Metadata damage and repair
If a file system has inconsistent or missing metadata, it is considered damaged. You may find out about damage from a health message, or in some unfortunate cases from an assertion in a running MDS daemon.
Metadata damage can result either from data loss in the underlying RADOS layer (e.g. multiple disk failures that lose all copies of a PG), or from software bugs.
CephFS includes some tools that may be able to recover a damaged file system, but to use them safely requires a solid understanding of CephFS internals. The documentation for these potentially dangerous operations is on a separate page: Advanced: Metadata repair tools.
Data pool damage (files affected by lost data PGs)
If a PG is lost in a data pool, then the file system will continue to operate normally, but some parts of some files will simply be missing (reads will return zeros).
Losing a data PG may affect many files. Files are split into many objects, so identifying which files are affected by loss of particular PGs requires a full scan over all object IDs that may exist within the size of a file. This type of scan may be useful for identifying which files require restoring from a backup.
This command does not repair any metadata, so when restoring files in this case you must remove the damaged file, and replace it in order to have a fresh inode. Do not overwrite damaged files in place.

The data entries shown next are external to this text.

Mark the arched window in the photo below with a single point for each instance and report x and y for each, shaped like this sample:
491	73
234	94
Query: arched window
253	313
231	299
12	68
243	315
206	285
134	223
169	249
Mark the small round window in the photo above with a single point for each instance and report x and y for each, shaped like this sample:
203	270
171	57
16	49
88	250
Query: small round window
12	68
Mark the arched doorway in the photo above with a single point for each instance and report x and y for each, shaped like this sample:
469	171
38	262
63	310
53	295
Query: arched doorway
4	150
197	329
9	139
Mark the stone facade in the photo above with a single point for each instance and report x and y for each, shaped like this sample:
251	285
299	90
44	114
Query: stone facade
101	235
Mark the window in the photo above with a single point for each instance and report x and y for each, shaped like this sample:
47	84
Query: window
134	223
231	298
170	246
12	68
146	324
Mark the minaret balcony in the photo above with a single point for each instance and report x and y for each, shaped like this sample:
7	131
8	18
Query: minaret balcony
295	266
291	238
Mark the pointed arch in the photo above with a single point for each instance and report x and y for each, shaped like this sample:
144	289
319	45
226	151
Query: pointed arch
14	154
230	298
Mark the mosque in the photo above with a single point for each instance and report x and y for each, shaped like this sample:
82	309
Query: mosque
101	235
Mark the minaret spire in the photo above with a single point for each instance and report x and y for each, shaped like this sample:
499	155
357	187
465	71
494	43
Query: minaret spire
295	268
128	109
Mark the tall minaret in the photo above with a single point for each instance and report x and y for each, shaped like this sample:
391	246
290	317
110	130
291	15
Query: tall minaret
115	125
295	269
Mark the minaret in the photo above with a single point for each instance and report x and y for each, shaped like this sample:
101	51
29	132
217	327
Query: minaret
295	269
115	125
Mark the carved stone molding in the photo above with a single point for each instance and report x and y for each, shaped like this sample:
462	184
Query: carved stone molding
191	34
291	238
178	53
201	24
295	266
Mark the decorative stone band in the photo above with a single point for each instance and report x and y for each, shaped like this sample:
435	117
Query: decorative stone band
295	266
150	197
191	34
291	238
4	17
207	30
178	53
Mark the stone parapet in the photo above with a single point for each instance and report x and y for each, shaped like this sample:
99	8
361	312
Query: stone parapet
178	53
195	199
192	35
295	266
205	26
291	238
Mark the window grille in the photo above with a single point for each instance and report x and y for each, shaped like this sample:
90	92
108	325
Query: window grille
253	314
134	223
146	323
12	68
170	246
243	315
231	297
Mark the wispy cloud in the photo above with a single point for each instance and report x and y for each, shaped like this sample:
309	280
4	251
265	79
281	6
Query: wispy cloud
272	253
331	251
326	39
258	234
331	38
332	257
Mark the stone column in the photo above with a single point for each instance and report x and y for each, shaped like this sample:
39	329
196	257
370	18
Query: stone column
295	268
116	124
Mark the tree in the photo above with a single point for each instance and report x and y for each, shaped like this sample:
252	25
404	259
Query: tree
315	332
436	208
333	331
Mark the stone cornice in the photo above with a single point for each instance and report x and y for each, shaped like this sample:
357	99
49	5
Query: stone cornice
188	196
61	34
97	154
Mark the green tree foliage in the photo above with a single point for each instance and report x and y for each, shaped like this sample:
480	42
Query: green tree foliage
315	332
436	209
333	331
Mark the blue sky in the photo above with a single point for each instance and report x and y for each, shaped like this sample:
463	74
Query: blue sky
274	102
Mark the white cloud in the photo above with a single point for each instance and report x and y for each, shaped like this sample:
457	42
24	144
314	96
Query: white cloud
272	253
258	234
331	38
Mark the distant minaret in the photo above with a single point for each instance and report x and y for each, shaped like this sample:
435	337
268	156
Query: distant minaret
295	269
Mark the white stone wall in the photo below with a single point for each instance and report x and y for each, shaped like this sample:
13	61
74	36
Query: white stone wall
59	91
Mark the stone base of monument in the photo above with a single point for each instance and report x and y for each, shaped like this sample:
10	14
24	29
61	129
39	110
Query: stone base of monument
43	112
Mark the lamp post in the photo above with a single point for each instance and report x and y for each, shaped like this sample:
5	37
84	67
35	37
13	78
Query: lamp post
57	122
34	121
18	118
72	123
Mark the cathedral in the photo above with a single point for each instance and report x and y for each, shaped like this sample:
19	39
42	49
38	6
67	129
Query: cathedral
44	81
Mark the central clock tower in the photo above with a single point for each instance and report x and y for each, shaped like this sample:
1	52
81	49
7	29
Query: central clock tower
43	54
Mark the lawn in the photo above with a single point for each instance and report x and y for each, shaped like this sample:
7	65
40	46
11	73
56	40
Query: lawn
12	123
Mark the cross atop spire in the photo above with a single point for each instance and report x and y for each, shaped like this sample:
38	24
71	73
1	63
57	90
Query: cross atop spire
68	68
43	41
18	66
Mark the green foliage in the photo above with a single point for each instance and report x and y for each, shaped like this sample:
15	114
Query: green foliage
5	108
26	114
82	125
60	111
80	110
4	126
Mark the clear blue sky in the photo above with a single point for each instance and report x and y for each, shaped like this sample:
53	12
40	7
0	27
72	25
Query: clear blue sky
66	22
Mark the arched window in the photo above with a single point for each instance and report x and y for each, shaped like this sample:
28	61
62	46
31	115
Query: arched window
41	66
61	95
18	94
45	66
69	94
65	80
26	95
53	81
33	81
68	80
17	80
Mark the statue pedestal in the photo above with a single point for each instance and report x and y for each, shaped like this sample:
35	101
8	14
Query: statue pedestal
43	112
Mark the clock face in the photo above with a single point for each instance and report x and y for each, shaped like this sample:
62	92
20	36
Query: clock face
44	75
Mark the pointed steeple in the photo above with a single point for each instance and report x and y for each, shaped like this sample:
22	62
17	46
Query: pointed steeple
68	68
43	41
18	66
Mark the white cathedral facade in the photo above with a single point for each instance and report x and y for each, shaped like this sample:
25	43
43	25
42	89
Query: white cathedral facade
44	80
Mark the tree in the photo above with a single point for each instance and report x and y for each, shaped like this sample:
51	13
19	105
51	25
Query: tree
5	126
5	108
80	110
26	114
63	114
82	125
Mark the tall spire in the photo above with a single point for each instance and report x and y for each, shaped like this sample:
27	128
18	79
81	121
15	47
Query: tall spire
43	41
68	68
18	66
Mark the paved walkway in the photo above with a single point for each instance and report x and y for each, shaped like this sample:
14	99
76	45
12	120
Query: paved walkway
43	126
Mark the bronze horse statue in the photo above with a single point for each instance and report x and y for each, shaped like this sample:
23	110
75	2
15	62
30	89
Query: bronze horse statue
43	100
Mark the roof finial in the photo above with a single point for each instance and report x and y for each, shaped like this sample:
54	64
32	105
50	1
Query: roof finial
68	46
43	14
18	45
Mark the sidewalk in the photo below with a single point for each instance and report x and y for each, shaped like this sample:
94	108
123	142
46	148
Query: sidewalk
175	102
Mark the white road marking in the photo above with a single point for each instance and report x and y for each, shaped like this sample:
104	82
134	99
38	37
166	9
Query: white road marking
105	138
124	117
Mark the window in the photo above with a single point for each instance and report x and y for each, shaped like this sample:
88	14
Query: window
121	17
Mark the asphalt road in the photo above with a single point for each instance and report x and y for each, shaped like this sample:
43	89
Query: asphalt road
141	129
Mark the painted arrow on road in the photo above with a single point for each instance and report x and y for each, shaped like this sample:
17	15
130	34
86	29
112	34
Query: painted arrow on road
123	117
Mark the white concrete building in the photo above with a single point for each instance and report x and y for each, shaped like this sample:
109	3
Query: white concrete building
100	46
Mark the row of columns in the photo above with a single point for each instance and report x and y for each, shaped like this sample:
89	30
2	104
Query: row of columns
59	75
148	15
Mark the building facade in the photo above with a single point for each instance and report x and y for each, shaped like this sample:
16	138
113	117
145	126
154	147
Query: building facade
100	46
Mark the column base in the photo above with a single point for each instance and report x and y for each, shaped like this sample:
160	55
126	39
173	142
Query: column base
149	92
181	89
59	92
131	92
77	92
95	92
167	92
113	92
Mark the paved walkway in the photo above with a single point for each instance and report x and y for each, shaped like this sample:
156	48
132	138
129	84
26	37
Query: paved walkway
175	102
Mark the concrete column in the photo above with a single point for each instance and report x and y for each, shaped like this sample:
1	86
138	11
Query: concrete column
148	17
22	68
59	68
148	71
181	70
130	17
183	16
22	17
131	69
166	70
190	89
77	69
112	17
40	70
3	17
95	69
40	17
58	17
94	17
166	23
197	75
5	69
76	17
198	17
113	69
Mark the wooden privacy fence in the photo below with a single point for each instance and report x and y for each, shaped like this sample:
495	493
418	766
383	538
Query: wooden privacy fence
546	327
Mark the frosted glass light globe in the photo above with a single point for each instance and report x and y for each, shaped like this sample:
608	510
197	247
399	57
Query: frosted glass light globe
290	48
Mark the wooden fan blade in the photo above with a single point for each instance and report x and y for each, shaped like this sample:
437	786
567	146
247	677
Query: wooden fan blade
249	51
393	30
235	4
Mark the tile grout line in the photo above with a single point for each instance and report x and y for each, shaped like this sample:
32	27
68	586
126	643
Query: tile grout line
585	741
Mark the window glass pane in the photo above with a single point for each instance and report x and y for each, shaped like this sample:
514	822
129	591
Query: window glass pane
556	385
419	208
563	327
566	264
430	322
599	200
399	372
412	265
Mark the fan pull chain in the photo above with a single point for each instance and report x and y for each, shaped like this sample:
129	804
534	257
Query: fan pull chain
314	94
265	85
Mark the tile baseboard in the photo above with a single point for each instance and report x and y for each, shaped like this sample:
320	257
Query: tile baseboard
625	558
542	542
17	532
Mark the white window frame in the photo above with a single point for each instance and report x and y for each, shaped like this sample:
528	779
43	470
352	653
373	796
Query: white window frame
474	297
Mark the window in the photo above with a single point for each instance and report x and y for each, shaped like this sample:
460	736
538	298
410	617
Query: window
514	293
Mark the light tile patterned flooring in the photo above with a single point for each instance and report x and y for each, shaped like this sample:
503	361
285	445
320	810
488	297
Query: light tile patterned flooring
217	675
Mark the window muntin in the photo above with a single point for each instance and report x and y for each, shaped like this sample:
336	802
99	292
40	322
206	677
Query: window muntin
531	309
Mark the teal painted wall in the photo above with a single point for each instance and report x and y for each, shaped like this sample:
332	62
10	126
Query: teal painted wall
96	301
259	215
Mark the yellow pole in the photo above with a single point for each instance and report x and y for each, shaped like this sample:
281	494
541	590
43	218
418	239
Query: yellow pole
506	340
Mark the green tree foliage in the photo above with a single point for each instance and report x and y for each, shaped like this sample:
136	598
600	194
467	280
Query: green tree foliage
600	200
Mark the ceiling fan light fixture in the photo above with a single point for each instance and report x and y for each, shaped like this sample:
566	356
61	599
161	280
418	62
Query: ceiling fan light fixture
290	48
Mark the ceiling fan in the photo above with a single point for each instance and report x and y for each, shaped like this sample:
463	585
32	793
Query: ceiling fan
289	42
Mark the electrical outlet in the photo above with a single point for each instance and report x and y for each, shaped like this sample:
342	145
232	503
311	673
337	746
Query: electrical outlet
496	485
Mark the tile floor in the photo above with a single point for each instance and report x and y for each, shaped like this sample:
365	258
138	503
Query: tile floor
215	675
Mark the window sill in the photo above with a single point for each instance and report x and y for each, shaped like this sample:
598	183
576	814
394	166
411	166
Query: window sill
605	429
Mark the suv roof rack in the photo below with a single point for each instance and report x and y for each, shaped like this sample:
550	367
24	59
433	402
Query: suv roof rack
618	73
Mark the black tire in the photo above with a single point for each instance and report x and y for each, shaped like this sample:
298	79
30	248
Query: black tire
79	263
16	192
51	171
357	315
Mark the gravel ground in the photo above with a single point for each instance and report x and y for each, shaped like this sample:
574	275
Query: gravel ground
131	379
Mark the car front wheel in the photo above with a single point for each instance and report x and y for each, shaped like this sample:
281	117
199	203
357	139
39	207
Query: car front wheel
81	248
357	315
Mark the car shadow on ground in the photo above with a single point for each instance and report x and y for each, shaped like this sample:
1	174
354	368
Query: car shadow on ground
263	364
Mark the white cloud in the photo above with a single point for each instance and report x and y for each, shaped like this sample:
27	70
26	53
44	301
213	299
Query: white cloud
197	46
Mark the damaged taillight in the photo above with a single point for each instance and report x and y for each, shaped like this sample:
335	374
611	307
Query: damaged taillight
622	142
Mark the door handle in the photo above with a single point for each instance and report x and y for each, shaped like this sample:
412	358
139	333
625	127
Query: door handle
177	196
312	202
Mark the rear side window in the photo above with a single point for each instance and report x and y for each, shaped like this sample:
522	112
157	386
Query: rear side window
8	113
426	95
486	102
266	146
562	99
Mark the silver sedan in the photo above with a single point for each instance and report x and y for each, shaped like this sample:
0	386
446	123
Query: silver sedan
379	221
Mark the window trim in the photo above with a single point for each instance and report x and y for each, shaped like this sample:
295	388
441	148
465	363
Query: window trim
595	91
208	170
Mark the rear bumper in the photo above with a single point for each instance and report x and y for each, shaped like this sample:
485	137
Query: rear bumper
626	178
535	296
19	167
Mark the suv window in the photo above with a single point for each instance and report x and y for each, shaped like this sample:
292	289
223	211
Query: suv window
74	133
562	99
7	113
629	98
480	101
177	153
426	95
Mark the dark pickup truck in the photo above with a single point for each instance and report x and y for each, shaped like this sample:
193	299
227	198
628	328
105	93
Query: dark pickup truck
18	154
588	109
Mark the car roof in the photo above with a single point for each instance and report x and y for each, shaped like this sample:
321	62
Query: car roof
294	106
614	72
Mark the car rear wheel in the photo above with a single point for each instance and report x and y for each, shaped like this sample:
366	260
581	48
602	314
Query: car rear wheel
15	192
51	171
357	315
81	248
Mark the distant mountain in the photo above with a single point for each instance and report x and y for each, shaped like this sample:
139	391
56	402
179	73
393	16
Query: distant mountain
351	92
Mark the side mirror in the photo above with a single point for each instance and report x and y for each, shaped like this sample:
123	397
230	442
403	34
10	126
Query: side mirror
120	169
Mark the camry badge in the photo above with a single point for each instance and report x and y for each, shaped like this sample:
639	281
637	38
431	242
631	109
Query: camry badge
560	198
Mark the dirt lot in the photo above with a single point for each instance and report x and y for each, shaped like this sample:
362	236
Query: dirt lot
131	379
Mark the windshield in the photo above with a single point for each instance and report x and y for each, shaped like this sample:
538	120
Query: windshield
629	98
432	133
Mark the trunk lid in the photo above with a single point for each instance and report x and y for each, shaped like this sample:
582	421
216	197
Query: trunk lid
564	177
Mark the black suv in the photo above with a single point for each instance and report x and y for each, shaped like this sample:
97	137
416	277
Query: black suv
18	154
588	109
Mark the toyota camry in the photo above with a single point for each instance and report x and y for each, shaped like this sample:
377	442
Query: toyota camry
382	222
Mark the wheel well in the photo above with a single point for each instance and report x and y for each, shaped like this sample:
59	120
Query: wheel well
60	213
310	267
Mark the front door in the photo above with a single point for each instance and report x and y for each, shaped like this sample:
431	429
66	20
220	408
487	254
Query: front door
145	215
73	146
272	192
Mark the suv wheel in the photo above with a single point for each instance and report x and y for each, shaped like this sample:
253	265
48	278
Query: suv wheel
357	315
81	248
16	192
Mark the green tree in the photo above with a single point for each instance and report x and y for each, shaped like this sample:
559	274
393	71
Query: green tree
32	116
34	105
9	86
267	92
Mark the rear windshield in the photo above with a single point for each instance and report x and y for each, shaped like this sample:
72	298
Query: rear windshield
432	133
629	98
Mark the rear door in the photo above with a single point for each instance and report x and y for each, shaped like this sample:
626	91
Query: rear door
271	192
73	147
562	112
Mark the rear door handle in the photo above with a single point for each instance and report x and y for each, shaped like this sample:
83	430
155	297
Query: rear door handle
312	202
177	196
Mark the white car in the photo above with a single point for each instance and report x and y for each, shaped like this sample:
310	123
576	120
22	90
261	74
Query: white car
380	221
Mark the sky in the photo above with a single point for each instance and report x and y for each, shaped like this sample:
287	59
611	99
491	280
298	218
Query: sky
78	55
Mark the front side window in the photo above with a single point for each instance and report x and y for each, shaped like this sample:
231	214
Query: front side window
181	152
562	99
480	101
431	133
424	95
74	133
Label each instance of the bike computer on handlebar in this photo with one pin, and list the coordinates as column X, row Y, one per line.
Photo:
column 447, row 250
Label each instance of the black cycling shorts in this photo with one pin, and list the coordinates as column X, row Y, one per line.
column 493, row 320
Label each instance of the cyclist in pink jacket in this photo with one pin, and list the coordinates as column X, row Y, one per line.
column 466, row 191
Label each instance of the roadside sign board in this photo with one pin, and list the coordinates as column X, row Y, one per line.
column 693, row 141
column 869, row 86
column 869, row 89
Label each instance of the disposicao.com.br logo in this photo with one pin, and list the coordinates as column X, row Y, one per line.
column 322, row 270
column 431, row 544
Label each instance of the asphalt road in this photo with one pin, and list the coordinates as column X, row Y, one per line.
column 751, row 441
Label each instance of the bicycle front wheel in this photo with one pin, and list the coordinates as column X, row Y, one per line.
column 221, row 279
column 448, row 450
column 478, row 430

If you know that objects have been lost from PGs, use the
subcommand to scan for files that may have been damaged as a result:
cephfs-data-scan pg_files <path> <pg id> [<pg id>...]
For example, if you have lost data from PGs 1.4 and 4.5, and you would like to know which files under /home/bob might have been damaged:
cephfs-data-scan pg_files /home/bob 1.4 4.5
The output will be a list of paths to potentially damaged files, one per line.
Note that this command acts as a normal CephFS client to find all the files in the file system and read their layouts, so the MDS must be up and running.